About
Hi, I'm Scott, and I'm the author of the content on this site. I currently write about Octane Render and AI to help creators.
Part I: Driving Force|Driving Force
I'm very curious about things. I want to know how they work, why they fail, and how to work with them to get the best results. I learn best when I'm exploring and documenting processes, and I'm willing to dig deep and fall down rabbit holes to figure out how to limit frustration. I want to make my findings available to as many people as possible.
I also have an idealistic streak, so I'm not going to put anything on this site that I personally wouldn't want to see, use, or be subjected to.
Part II: My Stance on AI|AI Stance
I'm a big fan of the concept of AI. Wait, don't leave :)
I'm not a fan of all the noise surrounding it. It's marketed poorly, vastly misunderstood and misrepresented (intentionally or otherwise), and causing all manner of chaos and harm as it gets its footing in our culture.
I intend to fix that.
I wish. No, I intend to understand it and document my findings because despite all that, it's incredibly useful to creators. I spent two weeks building the theme for this site using the $20/mo Claude subscription, and learned a massive amount in the process.
The most important thing to me here is that the writing is mine.
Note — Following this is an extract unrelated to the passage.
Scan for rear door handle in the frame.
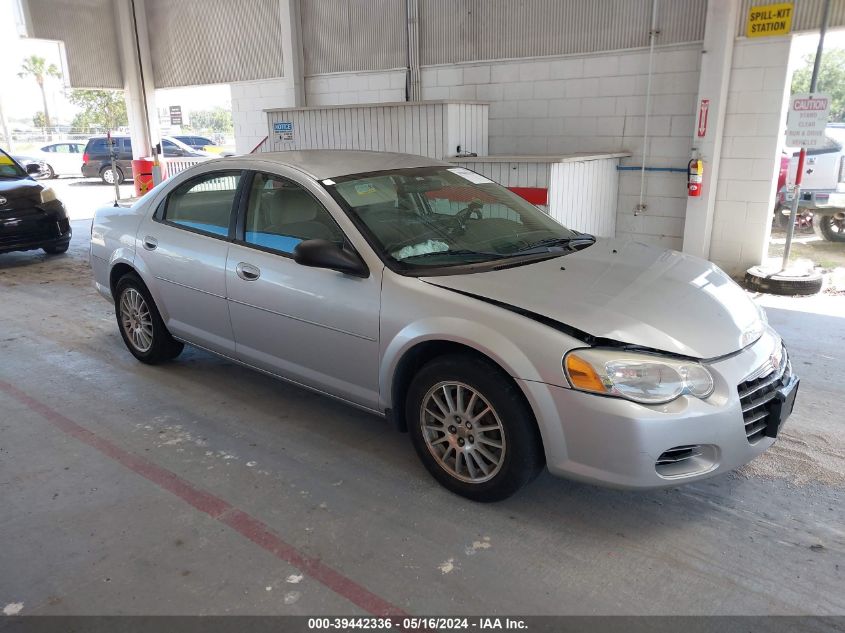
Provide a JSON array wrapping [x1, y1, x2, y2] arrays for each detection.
[[235, 262, 261, 281]]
These are my words, mistakes and all. AI can help with research, content suggestions or pointing out inconsistencies, but it's not putting pen to paper in my name.
So what is that I find so appealing about it? Well, while I'm comfortable writing and designing...
I'm not a coder. I've tried - my brain just isn't wired that way. The way it is wired is to keep asking why and iterate and iterate and iterate, and that makes human developers want to slug me. I have some experience with web design, so I was able to build a design system, layouts, and site graphics, but until now that was about as far as I could go. I was curious if I could use Claude (mostly Opus) to build and troubleshoot a custom-tailored Ghost theme for my guides from scratch, and you're looking at the result. Would a good coder be impressed? I seriously doubt it. Did Claude get pissed at me when I told it to make 50,000 CSS changes in a row and asked it to bear with me while I learned how to best work with it? nope.
I'm not a sculptor. I know basic tenets of topology and what makes a good mesh, but I can't sit down with Zbrush and knock out a nice looking elephant, octopus, frog, guinea pig, or especially a bird from scratch. What I can do is use Octane to make stuff look nice based on the things I've learned writing about it over the last four years. So instead of spending a few weeks making 5 not-so-great mascots for the site, I used text-to-image, and then image-to-3D to build trash geo with diffuse and normal maps. I then went in and cleaned up the mesh and had Claude write me a script to extract the maps from the .glb files so I could weave them into my Octane materials. From there it was just about getting the right look with the lighting and backdrop, and the results are what you see at the top of all the first-level nav pages here. That took maybe a few hours start-to-finish.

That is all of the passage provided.